Can anyone speak to usecases for submodules that arent better served by your language’s package manager? Multi-language codebases, languages without appropriate package management perhaps?
Submodules are great for projects where your code depends on upstream Git repos that you don't control and don't want to vendor yourself.
I recently did an embedded Linux design that depended on 5 external repositories: one from Yocto, three from OpenEmbedded, and one from a CPU vendor. My own code just sat on the top of this set of repos.
Submodules made that design very simple. One repo with all of my code in it, and submodules for all external repos. All dependent repos were pinned before of how submodules work. Pins were easy to update when desired, and never move on their own.
Isn't that because you didn't have a good package manager to handle these? If you have a package manager that allows you to add packages from Git repos, why would you use submodules?
We use a submodule in https://github.com/uber/h3-py to wrap the core H3 library, which is written in C. Submodules seemed like a reasonable way to handle the dependency, and, at least for this use case, the approach hasn't given me any problems.

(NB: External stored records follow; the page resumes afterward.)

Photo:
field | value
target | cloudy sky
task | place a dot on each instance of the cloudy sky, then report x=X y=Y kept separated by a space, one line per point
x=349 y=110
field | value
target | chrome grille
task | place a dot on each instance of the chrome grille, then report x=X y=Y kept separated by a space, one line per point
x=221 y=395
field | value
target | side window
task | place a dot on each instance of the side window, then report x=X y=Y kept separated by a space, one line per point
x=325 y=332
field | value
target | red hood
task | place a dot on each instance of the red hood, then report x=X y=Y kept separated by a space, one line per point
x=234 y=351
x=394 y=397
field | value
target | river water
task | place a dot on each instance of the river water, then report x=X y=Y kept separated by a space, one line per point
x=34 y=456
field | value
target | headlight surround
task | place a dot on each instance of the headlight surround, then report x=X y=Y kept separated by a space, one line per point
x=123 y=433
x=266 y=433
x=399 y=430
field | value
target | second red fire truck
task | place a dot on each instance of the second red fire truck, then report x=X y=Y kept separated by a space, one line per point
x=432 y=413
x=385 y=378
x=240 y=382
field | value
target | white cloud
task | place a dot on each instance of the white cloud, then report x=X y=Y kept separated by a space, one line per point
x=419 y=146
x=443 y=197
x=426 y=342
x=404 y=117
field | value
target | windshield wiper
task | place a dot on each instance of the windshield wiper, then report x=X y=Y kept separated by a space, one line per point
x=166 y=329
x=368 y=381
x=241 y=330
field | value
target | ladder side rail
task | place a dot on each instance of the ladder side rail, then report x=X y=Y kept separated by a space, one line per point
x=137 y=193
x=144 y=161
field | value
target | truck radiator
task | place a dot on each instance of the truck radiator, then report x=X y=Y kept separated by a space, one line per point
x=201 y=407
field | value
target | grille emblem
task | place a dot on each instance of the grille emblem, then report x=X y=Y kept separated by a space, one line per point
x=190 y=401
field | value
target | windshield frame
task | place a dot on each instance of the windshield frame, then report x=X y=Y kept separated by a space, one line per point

The latter had been an issue for me in the past with some projects that just weren't packaged for, e. G., python and had to be imported directly. It can also be helpful for non-packaged assets that are held in a separate git repository.
This is where I use them. I have some Rust bindings to C++ code, and that C++ code lives in my repo as a submodule. Everyone seems to hate submodules I guess because of the surprising behavior described in the post, but for my use case they've been completely fine.
Two of the largest tech companies in the world, Google and Meta, had to roll custom VCS for their day to day engineering operations because git and git submodule were so unsuitable. The default pack file behavior of git is completely unsuitable for a rapidly releasing company with a monorepo. You don’t want or need the entire history — you just want a few recent commits. You do want some visibility into what your coworkers are up to so you can prevent merge conflicts before they happen (centralization is good!). You probably only need part of the tree, not the entire thing.
If you go back and watch Linus’ talk at Google regarding git, he’s basically describing (unknowingly) why Google needs to not use git for its day to day. Even on a smaller scale, Android (AOSP) had to create a meta tool for git called git-repo to handle its source tree. Git submodule failed there.
> Two of the largest tech companies in the world, Google and Meta, had to roll custom VCS for their day to day engineering operations because git and git submodule were so unsuitable.
Where did you get that from? Sources?
Google rolled their own VCS, because Google is older than Git, and they needed something that works. Their custom VCS is a hacked up version of Perforce.
By the time Git came around, Google was already pretty much committed to their in-house custom tool, too many things relied on it.
Git submodules aren't really intended for that use-case in the first place. They're not really intended to model a mono-repo at all, more a relationship between repositories that have their own histories.
The main thing that has been developed in git to allow very large repos is shallow clones (both in terms of history and slices of the repo). This model works well enough within git's logic, but it's just historically not been focused on until fairly recently (and I don't really know what the state of play is there - I think there's still a limit at a certain scale where simply finding the state of play of a large checkout becomes a bottleneck, and you start to want a persistent daemon to use FS notifications to keep track of what's changed instead of stat()ing every file in the tree)
(I've often pondered if it would be possible to make a DVCS where there's no firm repo boundary at all, i.e. you could construct a checkout from any combination of trees and commits stored in different locations, and have it work seamlessly. There's probably more than a few thorny issues in there, but it would be an interesting concept)
Every "language package manager" with a lock file format and requirements file, is an inferior, ad hoc, formally-specified, error-prone, incompatible reimplementation of half of Git.
Almost every use case for a package manager is better served by Git, whether you choose to use submodules or not. If you want to do version control, use the version control system, and stop trying to do an end-run around the way it works.
Previously:
> I'm happy to criticize NPM the tool. The whole thing is designed as a second, crummier version control system that lives in disharmony with and on top of your base-level version control system (so it can subvert it). It's a terrible design.
Git only replaces the lock file aspect of package managers, not the version requirement resolution part. (Or the part that tells deals with eg Rust's feature selection, or different build instructions for different operation systems or versions of the language etc.)
> Git only replaces the lock file aspect of package managers
Nope, Git is pretty good about downloading stuff over the network, too. In fact, it's so good at it that many people using a language package manager insist you use Git at some point even when (before) using the package managers. Indeed, there's been a lot of trepidation and gnashing of teeth about whether the places where language package managers download packages from are as reliable/trustworthy as the server where the Git repo for the software project is hosted.
> nothing about eg semantic versioning, or how to resolve different requirements from different libraries
"[…] incompatible reimplementation of _half_ of Git."
You can use git subtree to convert between mono-repo and separate repos, without losing your history. You can even keep both styles up to date concurrently.